Cancer is a major contributor to the global disease burden, and it is gaining prominence as a leading cause of death . Research in the field of genetic and epigenetic modifications is of enormous significance in comprehending the process of tumorigenesis . Although genes are commonly transcribed, the coding genome accounts for < 2% of all gene sequences according to transcriptome sequencing data , and there exists innumerable and diverse noncoding RNA (ncRNA) sequences in cells . Advances in the study of tumor-associated ncRNAs are likely to guide the identification of new diagnostic and prognostic biomarkers as well as the development of effective therapeutics.

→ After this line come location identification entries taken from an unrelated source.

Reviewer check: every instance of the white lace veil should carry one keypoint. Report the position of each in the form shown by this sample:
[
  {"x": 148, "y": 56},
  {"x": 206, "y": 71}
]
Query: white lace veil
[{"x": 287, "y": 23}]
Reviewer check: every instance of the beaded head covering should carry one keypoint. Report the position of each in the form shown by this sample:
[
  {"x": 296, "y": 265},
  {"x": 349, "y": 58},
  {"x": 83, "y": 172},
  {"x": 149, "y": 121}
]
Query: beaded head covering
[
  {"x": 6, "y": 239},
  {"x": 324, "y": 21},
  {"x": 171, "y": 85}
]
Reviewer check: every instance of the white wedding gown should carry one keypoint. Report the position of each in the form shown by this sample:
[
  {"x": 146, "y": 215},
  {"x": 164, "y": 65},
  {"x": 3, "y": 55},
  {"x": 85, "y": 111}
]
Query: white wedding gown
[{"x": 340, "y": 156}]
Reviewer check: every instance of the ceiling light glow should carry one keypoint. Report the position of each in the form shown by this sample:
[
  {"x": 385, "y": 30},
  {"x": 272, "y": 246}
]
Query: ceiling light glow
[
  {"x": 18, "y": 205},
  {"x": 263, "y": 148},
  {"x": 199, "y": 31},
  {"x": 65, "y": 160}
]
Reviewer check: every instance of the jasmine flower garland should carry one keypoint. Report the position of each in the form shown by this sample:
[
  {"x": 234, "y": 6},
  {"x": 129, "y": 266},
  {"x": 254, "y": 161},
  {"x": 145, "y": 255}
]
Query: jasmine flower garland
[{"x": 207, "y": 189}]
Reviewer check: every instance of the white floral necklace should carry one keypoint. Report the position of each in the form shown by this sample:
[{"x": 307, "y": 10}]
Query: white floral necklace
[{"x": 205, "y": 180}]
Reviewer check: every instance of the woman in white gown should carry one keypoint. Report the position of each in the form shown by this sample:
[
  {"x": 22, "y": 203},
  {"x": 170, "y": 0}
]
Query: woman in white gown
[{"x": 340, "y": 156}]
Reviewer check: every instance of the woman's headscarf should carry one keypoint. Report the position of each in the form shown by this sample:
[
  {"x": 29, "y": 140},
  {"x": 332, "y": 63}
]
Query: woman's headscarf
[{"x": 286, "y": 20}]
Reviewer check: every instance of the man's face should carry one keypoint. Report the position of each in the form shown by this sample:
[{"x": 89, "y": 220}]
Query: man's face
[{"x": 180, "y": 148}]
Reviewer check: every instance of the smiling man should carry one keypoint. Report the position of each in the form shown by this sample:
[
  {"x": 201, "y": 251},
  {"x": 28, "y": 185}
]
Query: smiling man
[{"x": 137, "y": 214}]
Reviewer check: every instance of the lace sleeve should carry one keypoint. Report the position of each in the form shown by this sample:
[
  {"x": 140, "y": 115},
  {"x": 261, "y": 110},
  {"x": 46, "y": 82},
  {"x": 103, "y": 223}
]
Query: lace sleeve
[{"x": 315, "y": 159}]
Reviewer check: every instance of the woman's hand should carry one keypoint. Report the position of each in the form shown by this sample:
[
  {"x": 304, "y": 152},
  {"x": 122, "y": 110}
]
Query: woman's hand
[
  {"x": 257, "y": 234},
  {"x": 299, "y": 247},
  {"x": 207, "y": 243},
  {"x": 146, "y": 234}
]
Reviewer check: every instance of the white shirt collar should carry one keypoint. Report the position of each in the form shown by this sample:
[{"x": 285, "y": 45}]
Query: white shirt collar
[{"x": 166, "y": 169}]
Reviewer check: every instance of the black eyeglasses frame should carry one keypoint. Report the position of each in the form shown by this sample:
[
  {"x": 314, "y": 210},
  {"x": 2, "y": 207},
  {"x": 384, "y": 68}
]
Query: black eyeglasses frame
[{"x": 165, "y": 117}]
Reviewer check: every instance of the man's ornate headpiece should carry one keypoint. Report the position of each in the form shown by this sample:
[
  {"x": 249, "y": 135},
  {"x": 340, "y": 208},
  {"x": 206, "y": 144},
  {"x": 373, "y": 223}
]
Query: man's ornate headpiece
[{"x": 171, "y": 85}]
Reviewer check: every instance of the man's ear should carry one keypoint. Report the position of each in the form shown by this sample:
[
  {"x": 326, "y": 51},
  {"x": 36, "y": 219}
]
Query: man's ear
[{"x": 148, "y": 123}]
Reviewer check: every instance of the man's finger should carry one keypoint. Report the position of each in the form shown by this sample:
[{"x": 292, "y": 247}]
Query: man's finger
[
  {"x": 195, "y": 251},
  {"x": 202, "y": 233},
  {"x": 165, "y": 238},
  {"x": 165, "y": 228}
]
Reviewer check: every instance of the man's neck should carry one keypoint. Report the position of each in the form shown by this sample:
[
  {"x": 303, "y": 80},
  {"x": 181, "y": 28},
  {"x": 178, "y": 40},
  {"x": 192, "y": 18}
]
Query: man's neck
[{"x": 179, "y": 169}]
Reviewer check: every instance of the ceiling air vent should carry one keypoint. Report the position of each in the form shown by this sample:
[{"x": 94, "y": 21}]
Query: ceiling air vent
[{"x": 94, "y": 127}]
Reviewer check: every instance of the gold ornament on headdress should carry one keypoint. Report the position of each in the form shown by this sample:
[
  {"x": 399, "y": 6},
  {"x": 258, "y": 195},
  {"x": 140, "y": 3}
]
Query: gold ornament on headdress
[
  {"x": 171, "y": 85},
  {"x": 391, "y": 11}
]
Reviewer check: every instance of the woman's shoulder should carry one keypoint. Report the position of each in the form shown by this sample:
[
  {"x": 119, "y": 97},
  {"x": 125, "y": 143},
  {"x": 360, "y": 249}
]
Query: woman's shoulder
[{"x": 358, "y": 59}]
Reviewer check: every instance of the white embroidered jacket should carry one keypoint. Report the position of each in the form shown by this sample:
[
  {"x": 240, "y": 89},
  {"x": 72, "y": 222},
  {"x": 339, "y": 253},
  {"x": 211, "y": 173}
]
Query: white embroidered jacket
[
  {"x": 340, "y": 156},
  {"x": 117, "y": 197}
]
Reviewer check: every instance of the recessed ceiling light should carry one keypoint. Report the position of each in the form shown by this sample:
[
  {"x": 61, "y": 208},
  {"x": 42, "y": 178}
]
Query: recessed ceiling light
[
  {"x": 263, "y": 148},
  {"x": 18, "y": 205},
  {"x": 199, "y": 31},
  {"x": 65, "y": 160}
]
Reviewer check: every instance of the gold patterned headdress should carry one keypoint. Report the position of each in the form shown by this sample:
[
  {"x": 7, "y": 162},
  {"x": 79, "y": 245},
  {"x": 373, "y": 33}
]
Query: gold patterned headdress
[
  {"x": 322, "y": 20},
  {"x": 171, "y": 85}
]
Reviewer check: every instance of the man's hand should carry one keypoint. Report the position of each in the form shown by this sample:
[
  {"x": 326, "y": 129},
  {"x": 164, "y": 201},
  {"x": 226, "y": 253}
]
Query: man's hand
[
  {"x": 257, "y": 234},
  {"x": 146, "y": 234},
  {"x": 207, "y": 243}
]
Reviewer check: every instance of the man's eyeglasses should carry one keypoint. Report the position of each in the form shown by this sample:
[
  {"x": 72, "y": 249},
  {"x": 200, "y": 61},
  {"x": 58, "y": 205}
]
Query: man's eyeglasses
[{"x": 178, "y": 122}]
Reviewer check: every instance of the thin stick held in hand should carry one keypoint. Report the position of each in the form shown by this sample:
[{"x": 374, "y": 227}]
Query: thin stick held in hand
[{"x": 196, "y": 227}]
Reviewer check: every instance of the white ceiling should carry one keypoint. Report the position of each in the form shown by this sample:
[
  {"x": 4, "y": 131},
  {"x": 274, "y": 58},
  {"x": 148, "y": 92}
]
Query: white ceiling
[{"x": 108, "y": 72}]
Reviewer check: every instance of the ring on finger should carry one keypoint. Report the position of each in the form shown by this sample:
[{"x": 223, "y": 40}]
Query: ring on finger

Aberrant expression of long-noncoding RNA (lncRNA) has been associated with cell migration, invasion, metastasis, gene transcription, and tumorigenesis . LncRNAs can directly bind to RNA, DNA, and proteins to perform their biological functions as tumor suppressor genes or oncogenes. Moreover, lncRNAs can act as competitive endogenous RNA (ceRNA) or microRNA (miRNA) sponges in cells by competitively binding to the latter, which indirectly impacts messenger RNA (mRNA) expression, and, hence, the tumor progression .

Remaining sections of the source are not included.